Software

This page describes software created in my lab.

Deep Learning

SATORI

SATORI is a deep learning tool for predicting interactions between regulatory features. It interprets self-attention weights as putative interactions and analyzes them for their significance.

RODAN

RODAN is a basecaller for Oxford Nanopore direct RNA sequencing data. It provides state-of-the-art performance, surpassing the accuracy of the RNA basecallers from ONT.

Q_epsilon

Q_epsilon is a graph convolutional model for protein quality assessment.

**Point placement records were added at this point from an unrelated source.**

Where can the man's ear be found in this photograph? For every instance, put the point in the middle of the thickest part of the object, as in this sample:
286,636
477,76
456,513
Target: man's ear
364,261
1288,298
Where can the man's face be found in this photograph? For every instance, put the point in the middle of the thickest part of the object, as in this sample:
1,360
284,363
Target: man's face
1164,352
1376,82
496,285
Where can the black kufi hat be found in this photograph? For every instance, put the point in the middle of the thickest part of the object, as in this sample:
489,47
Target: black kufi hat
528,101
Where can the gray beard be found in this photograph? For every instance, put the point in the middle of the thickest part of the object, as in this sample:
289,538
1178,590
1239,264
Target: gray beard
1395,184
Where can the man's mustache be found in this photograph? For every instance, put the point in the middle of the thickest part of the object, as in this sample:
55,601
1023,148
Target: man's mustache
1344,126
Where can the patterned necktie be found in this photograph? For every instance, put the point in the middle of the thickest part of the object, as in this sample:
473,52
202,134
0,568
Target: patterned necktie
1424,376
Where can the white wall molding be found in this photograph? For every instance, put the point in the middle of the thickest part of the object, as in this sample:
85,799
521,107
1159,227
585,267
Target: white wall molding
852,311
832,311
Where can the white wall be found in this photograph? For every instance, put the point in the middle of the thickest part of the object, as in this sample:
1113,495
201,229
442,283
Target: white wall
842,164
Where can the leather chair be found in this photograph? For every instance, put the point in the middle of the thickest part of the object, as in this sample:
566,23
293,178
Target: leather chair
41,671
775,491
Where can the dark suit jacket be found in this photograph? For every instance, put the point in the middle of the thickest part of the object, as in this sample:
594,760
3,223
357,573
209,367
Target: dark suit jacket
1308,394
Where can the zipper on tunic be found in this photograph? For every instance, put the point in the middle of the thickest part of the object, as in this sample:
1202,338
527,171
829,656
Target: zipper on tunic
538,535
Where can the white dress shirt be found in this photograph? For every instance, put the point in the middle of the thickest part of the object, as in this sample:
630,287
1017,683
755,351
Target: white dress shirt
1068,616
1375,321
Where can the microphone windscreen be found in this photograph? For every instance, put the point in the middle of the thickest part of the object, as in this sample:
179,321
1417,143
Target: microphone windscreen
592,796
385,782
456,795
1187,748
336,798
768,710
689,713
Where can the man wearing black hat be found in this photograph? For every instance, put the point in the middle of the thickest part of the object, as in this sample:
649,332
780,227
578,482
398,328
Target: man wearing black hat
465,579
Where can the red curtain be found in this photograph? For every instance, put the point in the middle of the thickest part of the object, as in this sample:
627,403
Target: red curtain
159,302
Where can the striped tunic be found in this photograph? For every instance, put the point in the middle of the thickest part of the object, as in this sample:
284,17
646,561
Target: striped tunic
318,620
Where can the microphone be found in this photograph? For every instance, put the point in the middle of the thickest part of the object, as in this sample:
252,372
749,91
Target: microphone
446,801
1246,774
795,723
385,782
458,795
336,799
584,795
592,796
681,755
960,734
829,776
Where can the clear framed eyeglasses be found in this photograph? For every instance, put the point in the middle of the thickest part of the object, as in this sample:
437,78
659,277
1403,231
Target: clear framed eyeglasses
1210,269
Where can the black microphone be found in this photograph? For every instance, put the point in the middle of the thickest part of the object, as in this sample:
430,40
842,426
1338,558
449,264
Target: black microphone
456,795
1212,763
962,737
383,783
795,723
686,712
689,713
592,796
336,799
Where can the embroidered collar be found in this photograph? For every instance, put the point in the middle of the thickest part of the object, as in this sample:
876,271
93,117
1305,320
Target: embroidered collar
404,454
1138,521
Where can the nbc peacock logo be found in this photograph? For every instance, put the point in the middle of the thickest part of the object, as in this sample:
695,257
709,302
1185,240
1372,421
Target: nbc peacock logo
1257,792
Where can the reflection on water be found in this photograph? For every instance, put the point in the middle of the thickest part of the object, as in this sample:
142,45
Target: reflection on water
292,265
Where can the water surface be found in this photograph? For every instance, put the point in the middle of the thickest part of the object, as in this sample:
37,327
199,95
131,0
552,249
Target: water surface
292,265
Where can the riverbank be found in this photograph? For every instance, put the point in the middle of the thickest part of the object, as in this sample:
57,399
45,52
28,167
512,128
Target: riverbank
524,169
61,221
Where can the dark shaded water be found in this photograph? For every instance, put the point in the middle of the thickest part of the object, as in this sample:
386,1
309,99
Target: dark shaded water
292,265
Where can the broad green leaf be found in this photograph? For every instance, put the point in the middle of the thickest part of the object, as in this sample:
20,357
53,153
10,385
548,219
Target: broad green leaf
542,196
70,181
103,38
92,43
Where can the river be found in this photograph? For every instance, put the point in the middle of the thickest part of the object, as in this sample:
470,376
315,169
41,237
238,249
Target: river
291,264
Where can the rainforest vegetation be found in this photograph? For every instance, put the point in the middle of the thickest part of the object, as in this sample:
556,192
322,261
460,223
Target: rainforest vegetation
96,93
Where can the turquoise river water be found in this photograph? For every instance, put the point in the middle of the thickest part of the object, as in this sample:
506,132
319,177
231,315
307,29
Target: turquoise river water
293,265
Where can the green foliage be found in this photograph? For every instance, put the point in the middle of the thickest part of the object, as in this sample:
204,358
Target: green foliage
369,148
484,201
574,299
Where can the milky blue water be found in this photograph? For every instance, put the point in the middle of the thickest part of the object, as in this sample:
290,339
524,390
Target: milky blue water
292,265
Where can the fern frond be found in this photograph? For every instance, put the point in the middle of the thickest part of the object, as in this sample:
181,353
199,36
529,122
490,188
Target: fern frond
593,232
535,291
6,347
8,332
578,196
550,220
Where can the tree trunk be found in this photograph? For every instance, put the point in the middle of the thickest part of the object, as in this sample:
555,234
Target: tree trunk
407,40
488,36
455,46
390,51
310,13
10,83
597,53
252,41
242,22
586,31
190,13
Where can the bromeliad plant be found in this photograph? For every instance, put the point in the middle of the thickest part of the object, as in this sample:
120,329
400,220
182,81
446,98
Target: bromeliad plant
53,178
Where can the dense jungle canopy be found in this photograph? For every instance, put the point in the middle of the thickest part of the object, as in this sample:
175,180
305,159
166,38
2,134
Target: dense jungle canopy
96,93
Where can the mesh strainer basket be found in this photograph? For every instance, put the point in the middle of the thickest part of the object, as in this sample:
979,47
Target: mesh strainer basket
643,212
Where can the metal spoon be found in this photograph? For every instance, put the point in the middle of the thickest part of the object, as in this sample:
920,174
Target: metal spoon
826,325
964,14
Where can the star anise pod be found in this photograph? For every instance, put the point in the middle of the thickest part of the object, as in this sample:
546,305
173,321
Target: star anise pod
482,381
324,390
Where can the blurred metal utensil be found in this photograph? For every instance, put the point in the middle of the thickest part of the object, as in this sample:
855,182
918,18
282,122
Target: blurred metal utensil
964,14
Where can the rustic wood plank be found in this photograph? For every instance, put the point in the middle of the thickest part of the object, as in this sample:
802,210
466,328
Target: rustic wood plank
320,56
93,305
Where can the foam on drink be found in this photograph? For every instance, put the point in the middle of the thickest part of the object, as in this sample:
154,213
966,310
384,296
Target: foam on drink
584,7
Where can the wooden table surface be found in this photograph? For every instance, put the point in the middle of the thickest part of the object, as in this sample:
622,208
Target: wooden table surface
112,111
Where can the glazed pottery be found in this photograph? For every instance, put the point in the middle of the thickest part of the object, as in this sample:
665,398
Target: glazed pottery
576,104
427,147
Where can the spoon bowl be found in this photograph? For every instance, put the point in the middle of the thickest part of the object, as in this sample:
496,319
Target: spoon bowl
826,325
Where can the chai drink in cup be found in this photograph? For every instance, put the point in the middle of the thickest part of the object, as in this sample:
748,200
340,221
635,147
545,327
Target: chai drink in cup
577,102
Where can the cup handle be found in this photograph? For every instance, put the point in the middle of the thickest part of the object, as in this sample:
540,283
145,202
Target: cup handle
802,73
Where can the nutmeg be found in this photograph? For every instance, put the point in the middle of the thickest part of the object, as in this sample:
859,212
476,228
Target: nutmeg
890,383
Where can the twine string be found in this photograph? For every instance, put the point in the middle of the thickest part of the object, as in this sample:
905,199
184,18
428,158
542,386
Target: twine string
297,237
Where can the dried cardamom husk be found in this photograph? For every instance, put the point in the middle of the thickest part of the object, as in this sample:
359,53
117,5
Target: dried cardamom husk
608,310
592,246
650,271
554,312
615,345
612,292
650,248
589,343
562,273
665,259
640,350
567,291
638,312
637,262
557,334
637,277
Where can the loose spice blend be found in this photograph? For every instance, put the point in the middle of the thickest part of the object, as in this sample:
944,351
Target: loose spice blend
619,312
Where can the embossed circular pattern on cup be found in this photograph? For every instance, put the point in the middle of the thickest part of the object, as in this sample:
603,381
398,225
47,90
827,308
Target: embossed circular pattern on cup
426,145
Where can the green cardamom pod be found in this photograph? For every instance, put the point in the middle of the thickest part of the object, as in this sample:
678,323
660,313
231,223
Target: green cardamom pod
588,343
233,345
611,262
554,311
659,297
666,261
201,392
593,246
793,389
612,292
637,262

Unlike existing approaches, it is a pure deep learning approach that doesn’t use any engineered features, and relies on a loss function inspired by the SVM regression epsilon-insenstive loss.

DeepRAM

DeepRAM provides a collection of deep learning architectures for genomics data, as part of a paper that evaluated approaches for transcription factor binding.

Graph convolution for protein structures

NIPS 2017 code repository. This paper is the first to introduce graph neural networks to the analysis of protein 3D structures.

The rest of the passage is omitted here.